Le news del 27 aprile sul caso Rocchi, Dino Tommasi è il nuovo designatore

Cosa è successo il 27 aprile sul caso Rocchi: la commissione arbitrale AIA ha affidato a Dino Tommasi il ruolo di designatore fino a fine campionato 2026, dopo che su Rocchi, Gervasoni e altri varisti è scattata un’indagine per concorso in frode sportiva.

27 Aprile 2026, 7:26 ULTIMO AGGIORNAMENTO 27 APRILE 2026 - 23:48
A cura di Fabrizio Rinelli, Alessio Morra, Maurizio De Santis
Immagine

L'inchiesta della Procura di Milano sugli arbitri italiani assume contorni più definiti. Tutte le news del 27 aprile. Cinque indagati ristretti al mondo dei fischietti, non vi sono altre persone (al momento) inserite nel fascicolo degli inquirenti; non c'è alcun dirigente dell'Inter coinvolto; gli inquirenti non hanno acceso i riflettori su partite del campionato in corso; il filone di indagine che ha portato agli sviluppi odierni è iniziato nel 2024.

Gianluca Rocchi è indagato e si è autosospeso da designatore degli arbitri di A e B dopo l'accusa da parte della procura di Milano di concorso in frode sportiva. Il prossimo 30 aprile Rocchi sarà interrogato assieme ad Andrea Gervasoni, supervisore VAR accusato anche lui di concorso in frode sportiva per Salernitana-Modena dell'8 marzo 2025. Gervasoni sarebbe pronto a rispondere al pm di Milano mentre Rocchi è ancora in dubbio e potrebbe avvalersi della facoltà di non rispondere. Rocchi è indagato insieme a Gervasoni, Di Vuolo, Nasca e Paterna. L'AIA, riunitasi d'urgenza, ha scelto come designatore ad interim per la Serie A e la Serie B Dino Tommasi (nella foto), che ricoprirà l'incarico per queste ultime giornate di campionato.

23:35

Sono 5 gli indagati nell'inchiesta, Inter esclusa e Dino Tommasi nuovo designatore fino a fine campionato

L'inchiesta della Procura di Milano sugli arbitri italiani ha portato all'iscrizione di cinque persone nel registro degli indagati, tutti riconducibili al mondo dei fischietti. Si tratta di Rocchi – ormai ex designatore, accusato di concorso in frode sportiva e autosospeso insieme a Gervasoni, anche lui indagato – Di Vuolo, Nasca e Paterna. Non ci sono altre persone, nemmeno dirigenti dell'Inter coinvolta come società con alcune accuse. Nel frattempo Gervasoni sarebbe pronto a rispondere al pm di Milano mentre Rocchi è ancora in dubbio e potrebbe avvalersi della facoltà di non rispondere. L'AIA, riunitasi d'urgenza, ha scelto come designatore ad interim per la Serie A e la Serie B Dino Tommasi, che ricoprirà l'incarico per queste ultime giornate di campionato.

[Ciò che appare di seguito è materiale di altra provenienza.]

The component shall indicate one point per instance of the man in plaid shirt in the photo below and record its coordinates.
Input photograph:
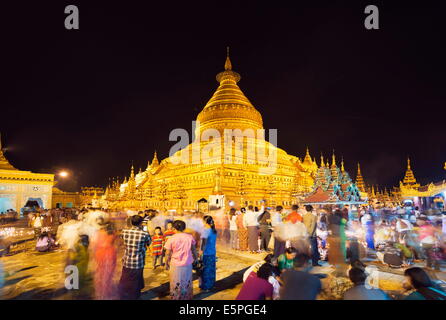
(136, 241)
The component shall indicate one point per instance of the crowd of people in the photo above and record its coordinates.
(294, 241)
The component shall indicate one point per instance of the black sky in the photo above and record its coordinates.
(92, 100)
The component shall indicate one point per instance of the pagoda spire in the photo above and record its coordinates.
(322, 160)
(359, 180)
(132, 172)
(409, 178)
(333, 160)
(228, 64)
(155, 160)
(307, 158)
(4, 163)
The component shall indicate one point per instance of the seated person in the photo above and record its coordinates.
(360, 291)
(256, 286)
(425, 288)
(272, 279)
(44, 242)
(298, 283)
(286, 260)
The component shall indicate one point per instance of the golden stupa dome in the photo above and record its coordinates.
(229, 108)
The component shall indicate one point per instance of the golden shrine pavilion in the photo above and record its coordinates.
(234, 175)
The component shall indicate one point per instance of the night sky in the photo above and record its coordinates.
(92, 100)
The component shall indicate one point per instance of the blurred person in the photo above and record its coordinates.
(310, 222)
(233, 229)
(294, 215)
(242, 231)
(79, 256)
(428, 237)
(286, 260)
(298, 283)
(208, 255)
(264, 228)
(335, 254)
(105, 255)
(37, 223)
(136, 242)
(269, 258)
(276, 223)
(158, 242)
(370, 233)
(170, 231)
(257, 286)
(180, 254)
(45, 242)
(360, 290)
(425, 289)
(250, 221)
(342, 235)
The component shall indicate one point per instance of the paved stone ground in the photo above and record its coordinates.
(32, 275)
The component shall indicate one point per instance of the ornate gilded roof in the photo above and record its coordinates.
(409, 178)
(228, 107)
(4, 163)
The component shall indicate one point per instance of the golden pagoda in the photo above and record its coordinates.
(359, 180)
(409, 178)
(243, 167)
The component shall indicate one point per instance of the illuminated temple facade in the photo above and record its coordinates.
(233, 171)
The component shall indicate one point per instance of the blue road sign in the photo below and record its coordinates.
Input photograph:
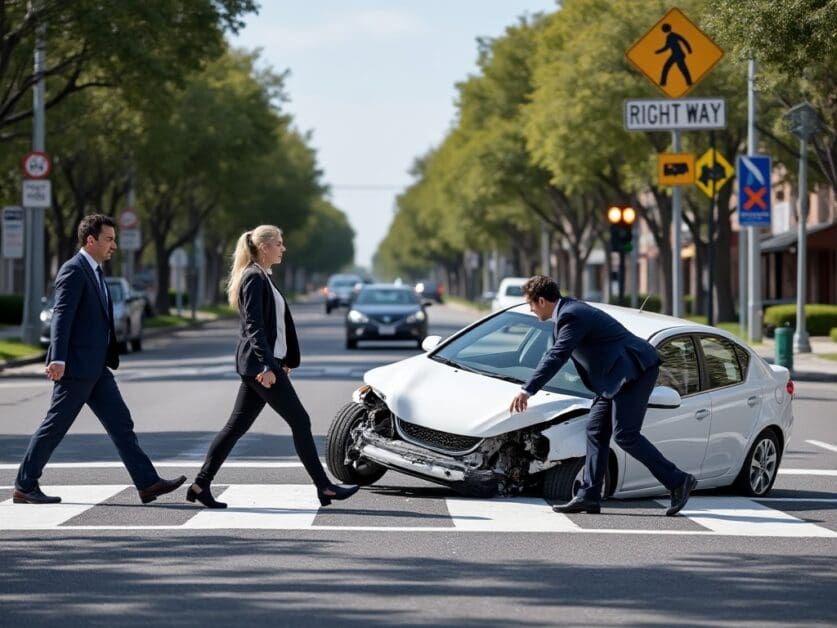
(753, 191)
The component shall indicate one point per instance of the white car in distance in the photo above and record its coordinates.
(510, 292)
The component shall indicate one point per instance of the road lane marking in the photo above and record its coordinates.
(74, 501)
(516, 514)
(295, 507)
(819, 443)
(261, 506)
(739, 516)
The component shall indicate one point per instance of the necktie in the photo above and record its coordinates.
(103, 287)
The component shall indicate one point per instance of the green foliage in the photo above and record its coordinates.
(820, 319)
(11, 309)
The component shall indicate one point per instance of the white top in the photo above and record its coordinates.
(280, 349)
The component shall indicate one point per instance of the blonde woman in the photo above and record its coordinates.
(267, 351)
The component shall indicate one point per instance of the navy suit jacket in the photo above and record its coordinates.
(257, 309)
(605, 354)
(81, 334)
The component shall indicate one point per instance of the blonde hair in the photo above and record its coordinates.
(246, 252)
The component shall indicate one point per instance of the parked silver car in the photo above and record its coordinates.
(128, 311)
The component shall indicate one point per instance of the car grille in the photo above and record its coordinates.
(434, 439)
(387, 319)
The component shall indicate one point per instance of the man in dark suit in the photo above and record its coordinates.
(621, 369)
(82, 347)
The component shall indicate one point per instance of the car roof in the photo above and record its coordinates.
(643, 324)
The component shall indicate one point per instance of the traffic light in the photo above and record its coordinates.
(621, 219)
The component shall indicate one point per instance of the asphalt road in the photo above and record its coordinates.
(400, 552)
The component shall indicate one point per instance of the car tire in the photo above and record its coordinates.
(339, 438)
(561, 482)
(761, 466)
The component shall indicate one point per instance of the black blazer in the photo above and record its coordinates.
(605, 354)
(81, 333)
(257, 338)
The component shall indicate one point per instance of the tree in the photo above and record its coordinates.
(139, 46)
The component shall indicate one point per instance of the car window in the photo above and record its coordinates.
(514, 291)
(386, 297)
(679, 368)
(115, 289)
(720, 361)
(510, 346)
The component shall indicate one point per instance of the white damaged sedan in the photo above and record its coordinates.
(719, 412)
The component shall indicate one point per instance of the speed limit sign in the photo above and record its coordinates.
(36, 165)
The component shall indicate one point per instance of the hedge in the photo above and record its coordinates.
(654, 304)
(820, 318)
(11, 309)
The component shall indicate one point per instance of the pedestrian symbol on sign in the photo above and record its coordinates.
(675, 43)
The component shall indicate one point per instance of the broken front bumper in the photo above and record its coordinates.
(459, 472)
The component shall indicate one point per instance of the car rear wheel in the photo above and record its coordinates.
(338, 441)
(562, 482)
(760, 466)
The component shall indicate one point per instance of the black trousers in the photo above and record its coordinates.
(622, 417)
(252, 398)
(68, 398)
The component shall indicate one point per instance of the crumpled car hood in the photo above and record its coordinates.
(431, 394)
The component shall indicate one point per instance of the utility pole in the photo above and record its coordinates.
(34, 216)
(754, 313)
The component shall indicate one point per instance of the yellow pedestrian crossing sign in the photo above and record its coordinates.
(675, 54)
(708, 170)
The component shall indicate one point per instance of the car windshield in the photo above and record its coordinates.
(509, 347)
(348, 282)
(386, 296)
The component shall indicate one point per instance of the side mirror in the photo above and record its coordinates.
(664, 397)
(430, 343)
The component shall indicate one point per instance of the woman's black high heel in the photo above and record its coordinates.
(205, 497)
(341, 491)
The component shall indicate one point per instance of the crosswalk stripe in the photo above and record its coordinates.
(74, 501)
(295, 507)
(743, 517)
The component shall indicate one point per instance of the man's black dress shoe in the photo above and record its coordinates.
(680, 495)
(579, 504)
(35, 496)
(205, 497)
(338, 491)
(160, 487)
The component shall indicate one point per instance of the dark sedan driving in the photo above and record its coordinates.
(386, 312)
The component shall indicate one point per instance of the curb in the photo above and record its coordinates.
(147, 333)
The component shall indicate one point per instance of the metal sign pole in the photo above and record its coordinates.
(676, 262)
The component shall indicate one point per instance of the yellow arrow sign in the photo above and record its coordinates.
(706, 172)
(675, 54)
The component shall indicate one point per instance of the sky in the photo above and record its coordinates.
(374, 82)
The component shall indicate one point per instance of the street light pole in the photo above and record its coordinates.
(803, 122)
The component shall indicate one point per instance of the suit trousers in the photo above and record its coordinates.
(68, 398)
(622, 417)
(252, 398)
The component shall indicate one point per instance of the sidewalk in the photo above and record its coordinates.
(807, 367)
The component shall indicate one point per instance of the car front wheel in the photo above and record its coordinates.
(562, 481)
(760, 466)
(338, 441)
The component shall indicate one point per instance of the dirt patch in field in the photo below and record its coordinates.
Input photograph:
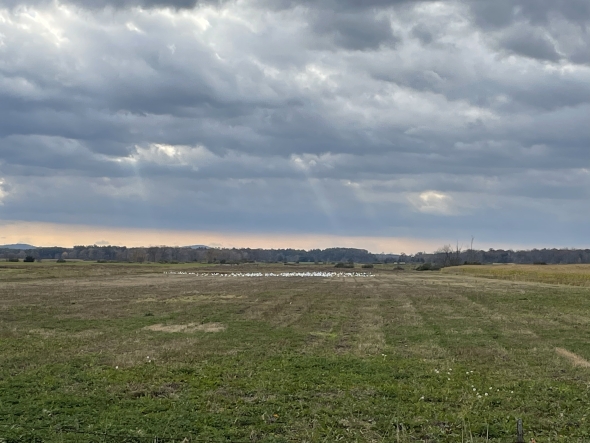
(575, 359)
(191, 327)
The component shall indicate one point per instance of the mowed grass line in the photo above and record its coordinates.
(392, 358)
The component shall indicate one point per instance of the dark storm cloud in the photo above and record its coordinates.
(502, 13)
(298, 116)
(353, 30)
(530, 43)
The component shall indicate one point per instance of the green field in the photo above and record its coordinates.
(119, 352)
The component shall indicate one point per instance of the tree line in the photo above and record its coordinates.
(445, 256)
(165, 254)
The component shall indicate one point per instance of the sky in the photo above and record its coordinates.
(388, 125)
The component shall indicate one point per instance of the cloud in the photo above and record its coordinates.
(296, 116)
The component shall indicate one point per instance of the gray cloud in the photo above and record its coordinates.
(394, 118)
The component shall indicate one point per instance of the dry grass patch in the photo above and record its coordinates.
(190, 327)
(574, 359)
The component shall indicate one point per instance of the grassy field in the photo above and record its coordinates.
(118, 352)
(576, 275)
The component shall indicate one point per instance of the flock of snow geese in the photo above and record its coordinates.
(273, 274)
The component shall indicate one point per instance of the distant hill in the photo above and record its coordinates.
(18, 246)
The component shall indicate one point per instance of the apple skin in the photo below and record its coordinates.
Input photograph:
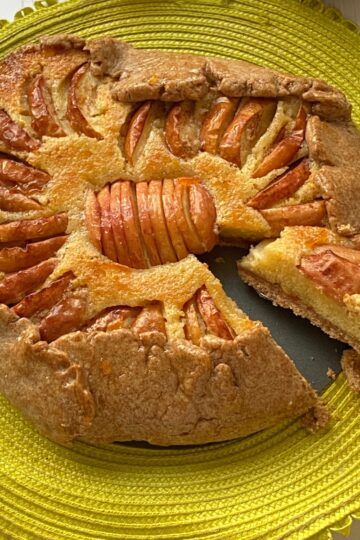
(158, 222)
(122, 250)
(13, 287)
(43, 121)
(43, 299)
(211, 316)
(310, 214)
(283, 187)
(145, 223)
(107, 236)
(131, 226)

A cura di Fabrizio Rinelli
21:09

Chi sono i 5 indagati e i loro capi d'imputazione

Gi indagati nell'inchiesta arbitri al momento noti sono 5:

Gianluca Rocchi (Ex Designatore Serie A e B): Indagato per concorso in frode sportiva. La ricostruzione degli inquirenti riporta come Rocchi avrebbe interferito illecitamente sulle decisioni del VAR e scelto ufficiali di gara "graditi" a determinate società.

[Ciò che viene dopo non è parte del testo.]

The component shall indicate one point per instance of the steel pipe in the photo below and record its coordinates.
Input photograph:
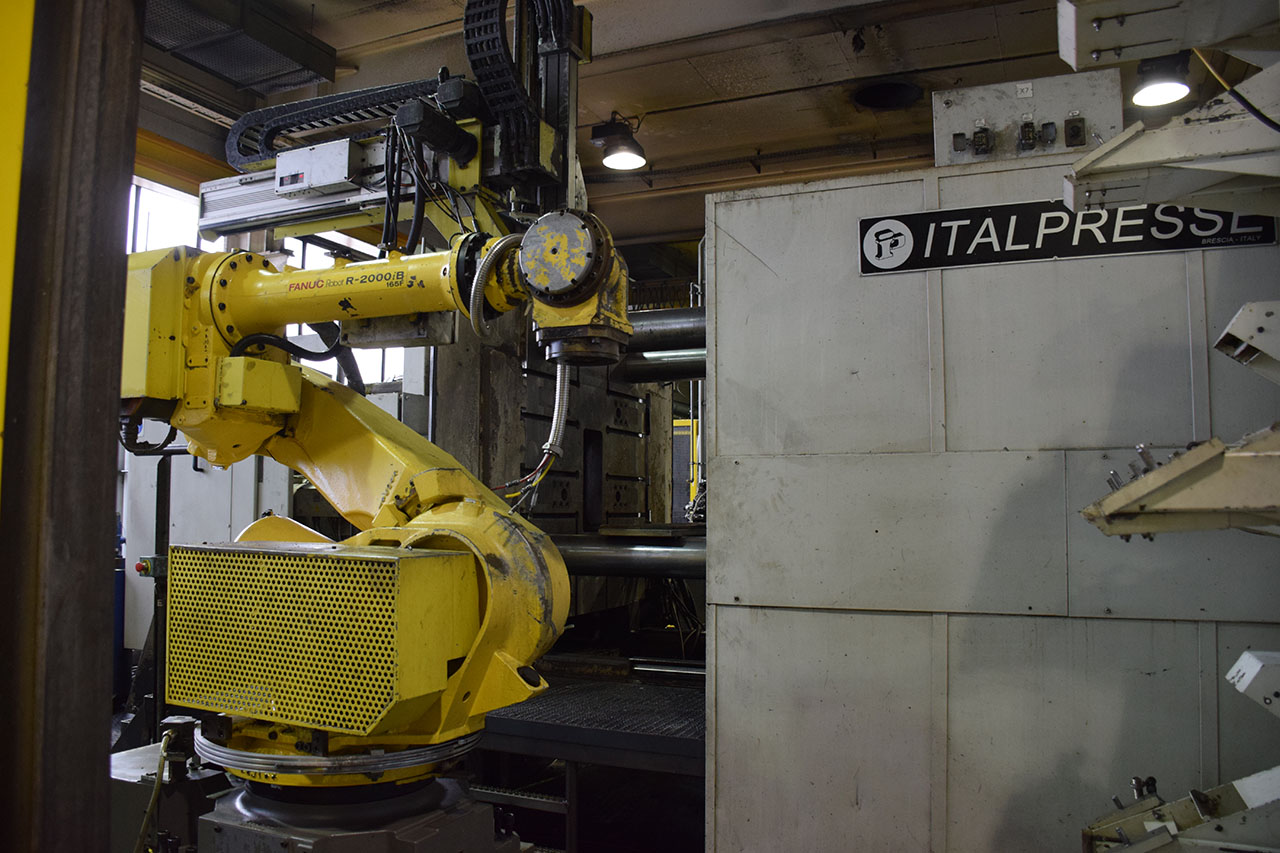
(634, 556)
(662, 365)
(667, 329)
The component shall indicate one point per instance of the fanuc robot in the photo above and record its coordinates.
(336, 679)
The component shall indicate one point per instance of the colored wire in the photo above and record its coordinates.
(1239, 99)
(534, 484)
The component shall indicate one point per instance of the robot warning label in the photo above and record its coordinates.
(1045, 231)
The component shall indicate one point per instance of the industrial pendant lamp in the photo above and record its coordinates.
(617, 138)
(1162, 80)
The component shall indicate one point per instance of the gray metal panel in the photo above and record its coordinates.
(1048, 717)
(932, 532)
(1001, 108)
(810, 357)
(1248, 734)
(1068, 354)
(201, 501)
(821, 731)
(1223, 575)
(1240, 401)
(973, 188)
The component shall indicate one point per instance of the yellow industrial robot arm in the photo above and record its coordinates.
(471, 594)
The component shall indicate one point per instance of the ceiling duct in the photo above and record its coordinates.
(241, 41)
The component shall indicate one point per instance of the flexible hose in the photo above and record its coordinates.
(476, 304)
(560, 414)
(155, 796)
(415, 229)
(1239, 99)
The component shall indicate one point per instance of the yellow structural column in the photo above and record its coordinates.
(14, 71)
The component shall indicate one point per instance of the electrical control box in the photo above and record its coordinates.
(1027, 118)
(319, 169)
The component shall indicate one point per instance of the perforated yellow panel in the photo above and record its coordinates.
(292, 635)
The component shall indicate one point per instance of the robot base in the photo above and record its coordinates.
(432, 817)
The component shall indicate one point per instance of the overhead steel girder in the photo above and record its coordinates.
(1096, 33)
(1210, 487)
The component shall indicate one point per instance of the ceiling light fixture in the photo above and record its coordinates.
(617, 138)
(1162, 80)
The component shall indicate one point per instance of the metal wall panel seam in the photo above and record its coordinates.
(709, 779)
(1197, 322)
(1208, 692)
(886, 179)
(1066, 536)
(937, 329)
(709, 296)
(708, 436)
(940, 671)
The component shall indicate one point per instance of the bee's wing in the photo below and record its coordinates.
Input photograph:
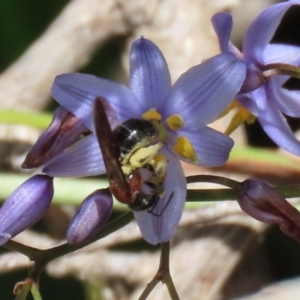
(118, 183)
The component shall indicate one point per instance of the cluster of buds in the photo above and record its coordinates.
(179, 115)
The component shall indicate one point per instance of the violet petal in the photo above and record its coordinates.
(149, 74)
(93, 213)
(204, 91)
(25, 206)
(83, 158)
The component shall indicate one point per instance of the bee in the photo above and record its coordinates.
(135, 170)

Andrea Gervasoni (Supervisore VAR): Indagato per frode sportiva. Per lui sospetti di condizionamento nei confronti degli addetti in sala VAR durante episodi chiave.

Daniele Paterna (Assistente VAR): Indagato per falsa testimonianza. La sua posizione è legata alle dichiarazioni fornite  in particolare per il match Udinese-Parma.

Luigi Nasca (Ufficiale VAR): Indagato per frode sportiva. A lui vengono contestate le prestazioni al VAR in partite come Inter-Verona del 6 gennaio 2024 e Salernitana-Modena.

Rodolfo Di Vuolo (AVAR): Indagato per frode sportiva in concorso per via del suo ruolo in Inter-Verona.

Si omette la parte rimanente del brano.